Lo que trae: las cámaras de la casa clasifican lo que ven y mandan esa descripción junto al vídeo, así que el software puede buscar después sobre lo grabado sin volver a analizarlo —una persona, un vehículo, un color, el mejor fotograma de cada aparición—. No hay servidor de analítica que dimensionar ni cuota por cámara analizada. Es la función que más tiempo ahorra y la que menos se usa, porque nadie la enseñó.
Lo que se le añade: analíticas de servidor y complementos de terceros que entran por el kit de metadatos y caen en la misma línea de tiempo; matrículas, conteo, objeto abandonado. Con la advertencia de siempre: cada añadido es otro fabricante, otra licencia y otra versión que tiene que cuadrar.
El techo, y conviene decirlo claro porque la demostración es buena: esto contesta «qué hay» y «dónde más ha aparecido esto». No contesta «qué está pasando aquí». Encuentra a una persona con chaqueta roja; no entiende que esa persona está forzando algo en vez de usarlo.

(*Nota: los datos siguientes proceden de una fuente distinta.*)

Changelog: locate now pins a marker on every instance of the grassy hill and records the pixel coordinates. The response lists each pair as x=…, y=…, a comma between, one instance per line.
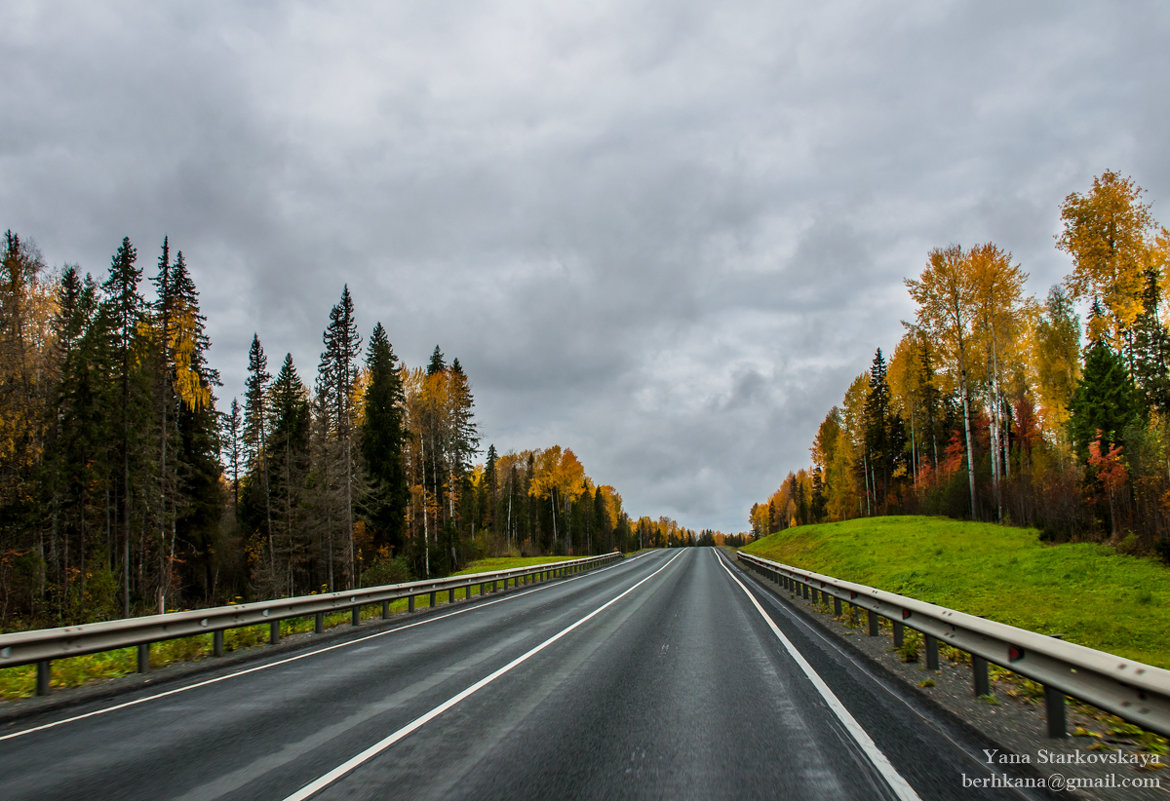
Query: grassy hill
x=1087, y=593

Pedírselo acaba en reglas cada vez más complicadas que alguien desactiva un martes.
Y toca decir de dónde venimos, porque lo que sigue es una recomendación con parte interesada: en la misma casa está IRIS Neural, el NVMS de Infinity Neural, la otra empresa del grupo. Es producto nuestro, lo hacemos nosotros, y preferimos que lo sepas leyendo esta línea y no averiguándolo después.
En muchas instalaciones conviven, y con esta plataforma la convivencia es de las fáciles porque los flujos son accesibles: WAVE gobierna cámaras, grabación, permisos y retención; IRIS aporta la comprensión de la escena, mirando la misma imagen sin duplicar cámaras ni sacar vídeo de la instalación.
Y el cierre honesto: si lo que hace falta es encontrar rápido a alguien en el vídeo de ayer, eso ya lo hacen tus cámaras y el software que viene con ellas. Entonces WAVE basta, no hay que comprar nada más, y lo decimos.